The matrix multiplication acceleration alone delivered a 19× speedup over a baseline implementation by properly exploiting HMX tiling. That's the gap between treating the accelerator as a generic compute target and actually understanding its microarchitecture.
What they measured
Five models across three Snapdragon generations, all with W4A16 quantization:
| Device | Processor | Qwen 1.5B (tok/s) | Llama 3B (tok/s) | Power |
|---|---|---|---|---|
| OnePlus Ace3 | V73 (Gen 2) | 18.4 | 9.7 | ~4.2W |
| OnePlus 12 | V75 (Gen 3) | 27.1 | 14.3 | ~4.5W |
| OnePlus Ace5 Pro | V79 (Elite) | 38.6 | 21.2 | ~4.8W |
Power stayed under 5W across the board — roughly what you'd burn scrolling a social media feed.
The accuracy payoff
Qwen 2.5 1.5B with Best-of-64 sampling on the V79 scored 74.2% on MATH500. The 7B model with single-pass inference scored 72.8%. A model using 4.7× less memory beat the larger one by redirecting compute that was already going to waste.
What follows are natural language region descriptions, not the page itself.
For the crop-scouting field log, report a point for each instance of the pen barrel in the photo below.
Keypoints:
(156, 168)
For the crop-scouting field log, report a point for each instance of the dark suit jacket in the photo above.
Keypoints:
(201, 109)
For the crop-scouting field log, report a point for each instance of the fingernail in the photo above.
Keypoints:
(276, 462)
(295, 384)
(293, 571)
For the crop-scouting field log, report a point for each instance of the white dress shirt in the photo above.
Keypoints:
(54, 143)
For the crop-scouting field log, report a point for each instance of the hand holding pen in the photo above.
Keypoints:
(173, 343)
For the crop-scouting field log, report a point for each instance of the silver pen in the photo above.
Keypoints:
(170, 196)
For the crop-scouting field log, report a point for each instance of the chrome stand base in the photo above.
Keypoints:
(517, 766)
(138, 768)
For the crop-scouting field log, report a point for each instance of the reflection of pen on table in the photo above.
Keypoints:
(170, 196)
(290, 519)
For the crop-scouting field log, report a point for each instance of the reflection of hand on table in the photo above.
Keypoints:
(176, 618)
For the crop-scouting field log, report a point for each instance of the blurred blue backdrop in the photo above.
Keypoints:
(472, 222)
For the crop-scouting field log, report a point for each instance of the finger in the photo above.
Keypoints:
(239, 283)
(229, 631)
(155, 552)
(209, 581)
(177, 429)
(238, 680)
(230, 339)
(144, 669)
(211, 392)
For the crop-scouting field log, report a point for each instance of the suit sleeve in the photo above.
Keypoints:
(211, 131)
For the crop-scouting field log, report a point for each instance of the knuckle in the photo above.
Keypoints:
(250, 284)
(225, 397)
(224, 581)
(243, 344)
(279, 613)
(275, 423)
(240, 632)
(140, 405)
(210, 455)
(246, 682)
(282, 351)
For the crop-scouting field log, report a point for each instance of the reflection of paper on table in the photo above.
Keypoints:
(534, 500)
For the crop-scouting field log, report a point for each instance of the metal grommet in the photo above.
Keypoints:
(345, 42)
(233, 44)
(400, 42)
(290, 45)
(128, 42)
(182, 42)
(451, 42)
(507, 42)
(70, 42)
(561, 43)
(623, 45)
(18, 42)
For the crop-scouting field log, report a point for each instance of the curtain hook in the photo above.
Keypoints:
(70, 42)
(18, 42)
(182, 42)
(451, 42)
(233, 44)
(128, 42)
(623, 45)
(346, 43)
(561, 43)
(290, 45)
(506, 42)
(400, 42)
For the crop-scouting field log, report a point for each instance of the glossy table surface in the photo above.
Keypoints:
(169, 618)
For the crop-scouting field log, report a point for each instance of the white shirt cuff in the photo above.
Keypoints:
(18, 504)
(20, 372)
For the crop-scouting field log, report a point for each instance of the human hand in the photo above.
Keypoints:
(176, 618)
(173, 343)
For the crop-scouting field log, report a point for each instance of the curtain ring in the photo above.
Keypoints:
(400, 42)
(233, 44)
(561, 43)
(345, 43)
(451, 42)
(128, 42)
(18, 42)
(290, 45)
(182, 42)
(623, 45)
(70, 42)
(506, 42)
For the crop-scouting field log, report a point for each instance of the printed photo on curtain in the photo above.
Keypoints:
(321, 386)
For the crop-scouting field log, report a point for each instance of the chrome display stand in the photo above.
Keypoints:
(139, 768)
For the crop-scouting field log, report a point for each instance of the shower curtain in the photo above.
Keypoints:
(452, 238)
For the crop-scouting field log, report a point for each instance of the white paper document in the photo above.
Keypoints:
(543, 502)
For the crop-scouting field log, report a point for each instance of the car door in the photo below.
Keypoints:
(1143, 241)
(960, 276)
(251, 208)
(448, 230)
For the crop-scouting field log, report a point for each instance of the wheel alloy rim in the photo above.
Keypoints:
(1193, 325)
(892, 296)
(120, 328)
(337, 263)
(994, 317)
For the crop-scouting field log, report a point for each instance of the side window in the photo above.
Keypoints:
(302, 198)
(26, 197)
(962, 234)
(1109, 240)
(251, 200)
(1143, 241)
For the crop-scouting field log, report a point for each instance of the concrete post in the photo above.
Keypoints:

Nobody's shipping Best-of-64 in a conversational app — generating 64 full responses introduces unacceptable latency for chat. But at modest batch sizes like 4 or 8, the technique is entirely practical for tasks where correctness outweighs speed: on-device code review, math tutoring, medical triage forms, structured data extraction from documents.
The deeper implication is about hardware economics. Every Snapdragon 8-series phone since 2023 ships with matrix units powerful enough for batch inference. That compute capacity is there whether you use it or not. Test-time scaling is the first argument I've seen for actually lighting up the silicon that hundreds of millions of devices already carry.
It also inverts the deployment question. Instead of cramming a 7B into 6GB of RAM with brutal quantization and praying the thermals hold, you run a 1.5B comfortably — lower memory pressure, better thermal headroom, room for the reward model — and throw cycles at it. On reasoning benchmarks, at least, you get better answers from the smaller setup.